Platyptilia albicans

Scientific classification
- Kingdom: Animalia
- Phylum: Arthropoda
- Clade: Pancrustacea
- Class: Insecta
- Order: Lepidoptera
- Family: Pterophoridae
- Genus: Platyptilia
- Species: P. albicans
- Binomial name: Platyptilia albicans Fish, 1881

= Platyptilia albicans =

- Authority: Fish, 1881

Species of plume moth

Platyptilia albicans is a moth of the family Pterophoridae. It is found in North America (including California, Oregon, Nevada, Wyoming, British Columbia and Alberta).

The wingspan is 17–24 mm. The head and thorax are cream coloured.

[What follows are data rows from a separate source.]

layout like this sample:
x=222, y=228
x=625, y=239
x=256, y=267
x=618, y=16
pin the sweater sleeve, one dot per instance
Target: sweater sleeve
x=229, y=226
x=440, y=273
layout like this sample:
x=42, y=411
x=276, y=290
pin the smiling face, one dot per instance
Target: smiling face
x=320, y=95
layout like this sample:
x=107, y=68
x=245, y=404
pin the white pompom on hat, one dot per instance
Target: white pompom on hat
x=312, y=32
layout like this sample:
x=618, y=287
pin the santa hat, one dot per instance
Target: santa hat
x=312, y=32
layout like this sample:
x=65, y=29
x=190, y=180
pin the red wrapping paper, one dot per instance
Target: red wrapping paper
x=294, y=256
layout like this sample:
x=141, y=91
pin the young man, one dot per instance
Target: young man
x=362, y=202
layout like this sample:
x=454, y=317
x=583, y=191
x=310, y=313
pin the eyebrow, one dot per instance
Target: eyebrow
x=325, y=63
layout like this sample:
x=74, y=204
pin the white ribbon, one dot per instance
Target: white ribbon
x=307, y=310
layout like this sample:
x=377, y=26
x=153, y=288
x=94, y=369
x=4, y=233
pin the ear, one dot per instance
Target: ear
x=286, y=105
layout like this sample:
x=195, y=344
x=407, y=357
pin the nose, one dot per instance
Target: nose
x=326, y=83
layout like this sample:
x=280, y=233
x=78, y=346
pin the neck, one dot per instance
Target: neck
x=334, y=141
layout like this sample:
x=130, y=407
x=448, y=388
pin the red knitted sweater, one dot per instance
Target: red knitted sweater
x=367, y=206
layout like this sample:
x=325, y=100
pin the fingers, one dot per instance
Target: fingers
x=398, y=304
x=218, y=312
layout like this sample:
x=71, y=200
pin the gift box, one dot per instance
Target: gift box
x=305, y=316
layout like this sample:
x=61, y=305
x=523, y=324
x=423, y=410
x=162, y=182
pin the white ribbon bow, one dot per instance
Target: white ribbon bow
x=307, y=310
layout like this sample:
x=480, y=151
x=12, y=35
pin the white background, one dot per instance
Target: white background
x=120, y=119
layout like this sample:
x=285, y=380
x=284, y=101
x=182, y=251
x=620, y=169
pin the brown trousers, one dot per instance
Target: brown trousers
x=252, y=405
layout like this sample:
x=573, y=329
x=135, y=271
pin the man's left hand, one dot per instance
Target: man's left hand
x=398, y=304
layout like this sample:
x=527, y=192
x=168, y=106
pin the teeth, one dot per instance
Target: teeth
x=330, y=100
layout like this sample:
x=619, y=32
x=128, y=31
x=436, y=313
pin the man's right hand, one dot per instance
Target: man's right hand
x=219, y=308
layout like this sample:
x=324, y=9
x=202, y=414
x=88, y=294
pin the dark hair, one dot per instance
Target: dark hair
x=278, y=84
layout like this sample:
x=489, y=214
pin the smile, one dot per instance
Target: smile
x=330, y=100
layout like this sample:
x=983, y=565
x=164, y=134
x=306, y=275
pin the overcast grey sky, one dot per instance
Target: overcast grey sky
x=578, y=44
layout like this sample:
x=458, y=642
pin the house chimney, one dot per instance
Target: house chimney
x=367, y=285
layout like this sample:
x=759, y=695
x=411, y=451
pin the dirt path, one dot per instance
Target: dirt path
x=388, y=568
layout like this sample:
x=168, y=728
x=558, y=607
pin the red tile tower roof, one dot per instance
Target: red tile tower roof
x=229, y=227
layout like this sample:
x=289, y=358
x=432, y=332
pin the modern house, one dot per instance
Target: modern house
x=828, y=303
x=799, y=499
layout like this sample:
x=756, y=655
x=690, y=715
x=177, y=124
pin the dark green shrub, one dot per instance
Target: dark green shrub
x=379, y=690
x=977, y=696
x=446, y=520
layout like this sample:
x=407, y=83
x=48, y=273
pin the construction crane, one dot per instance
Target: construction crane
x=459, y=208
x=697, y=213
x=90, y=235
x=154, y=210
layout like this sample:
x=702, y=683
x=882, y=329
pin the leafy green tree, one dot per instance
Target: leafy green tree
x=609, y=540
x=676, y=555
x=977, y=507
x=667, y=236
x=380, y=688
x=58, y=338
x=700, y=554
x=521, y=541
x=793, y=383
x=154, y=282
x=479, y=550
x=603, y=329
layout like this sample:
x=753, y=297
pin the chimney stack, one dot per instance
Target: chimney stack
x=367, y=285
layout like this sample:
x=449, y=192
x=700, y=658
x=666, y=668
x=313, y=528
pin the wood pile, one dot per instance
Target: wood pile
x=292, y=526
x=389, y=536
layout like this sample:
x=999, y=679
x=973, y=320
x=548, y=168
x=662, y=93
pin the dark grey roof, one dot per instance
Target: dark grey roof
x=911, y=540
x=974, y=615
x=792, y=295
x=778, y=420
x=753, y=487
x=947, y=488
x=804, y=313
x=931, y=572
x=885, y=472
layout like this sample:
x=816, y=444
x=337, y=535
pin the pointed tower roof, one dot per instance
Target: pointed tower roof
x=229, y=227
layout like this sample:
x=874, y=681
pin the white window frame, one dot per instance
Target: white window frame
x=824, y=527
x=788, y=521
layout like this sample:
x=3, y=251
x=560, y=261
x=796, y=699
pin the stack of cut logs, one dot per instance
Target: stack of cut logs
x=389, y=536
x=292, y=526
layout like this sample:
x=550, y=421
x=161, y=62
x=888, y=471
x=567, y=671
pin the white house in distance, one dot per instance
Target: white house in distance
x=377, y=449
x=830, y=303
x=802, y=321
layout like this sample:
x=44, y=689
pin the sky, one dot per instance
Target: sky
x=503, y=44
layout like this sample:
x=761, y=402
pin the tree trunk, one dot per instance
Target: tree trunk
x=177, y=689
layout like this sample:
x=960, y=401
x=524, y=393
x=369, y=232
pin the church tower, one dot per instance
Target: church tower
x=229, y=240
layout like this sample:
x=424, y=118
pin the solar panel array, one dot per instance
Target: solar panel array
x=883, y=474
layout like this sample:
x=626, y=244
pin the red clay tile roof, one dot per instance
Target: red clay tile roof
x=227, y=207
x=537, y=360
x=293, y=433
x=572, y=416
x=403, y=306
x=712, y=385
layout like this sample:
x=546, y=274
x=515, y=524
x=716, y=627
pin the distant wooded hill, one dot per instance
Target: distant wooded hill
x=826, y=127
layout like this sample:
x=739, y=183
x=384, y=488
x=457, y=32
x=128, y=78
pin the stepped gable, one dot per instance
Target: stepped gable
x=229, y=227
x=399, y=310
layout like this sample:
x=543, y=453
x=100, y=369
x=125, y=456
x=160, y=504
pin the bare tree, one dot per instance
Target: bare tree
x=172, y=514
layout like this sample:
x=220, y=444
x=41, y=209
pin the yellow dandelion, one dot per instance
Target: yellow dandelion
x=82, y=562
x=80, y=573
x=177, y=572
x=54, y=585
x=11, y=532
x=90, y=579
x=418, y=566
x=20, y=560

The antennae are cinnamon brown, dotted above with white. The abdomen is ochreous, but lighter at the base and the legs are whitish. The forewings are creamy white along the hind margin, on the costa cinnamon brown. There is a cinnamon brown costal triangular spot, bordered outwardly above the fissure by a broad white line. Below the fissure its apex is continuous with the brownish colour of the second lobe. Both lobes are cinnamon brown, with a transverse white line not reaching the hind margin of the second lobe. The fringes are cream coloured, sprinkled with cinnamon brown. The hindwings are cinnamon brown, with concolorous fringes.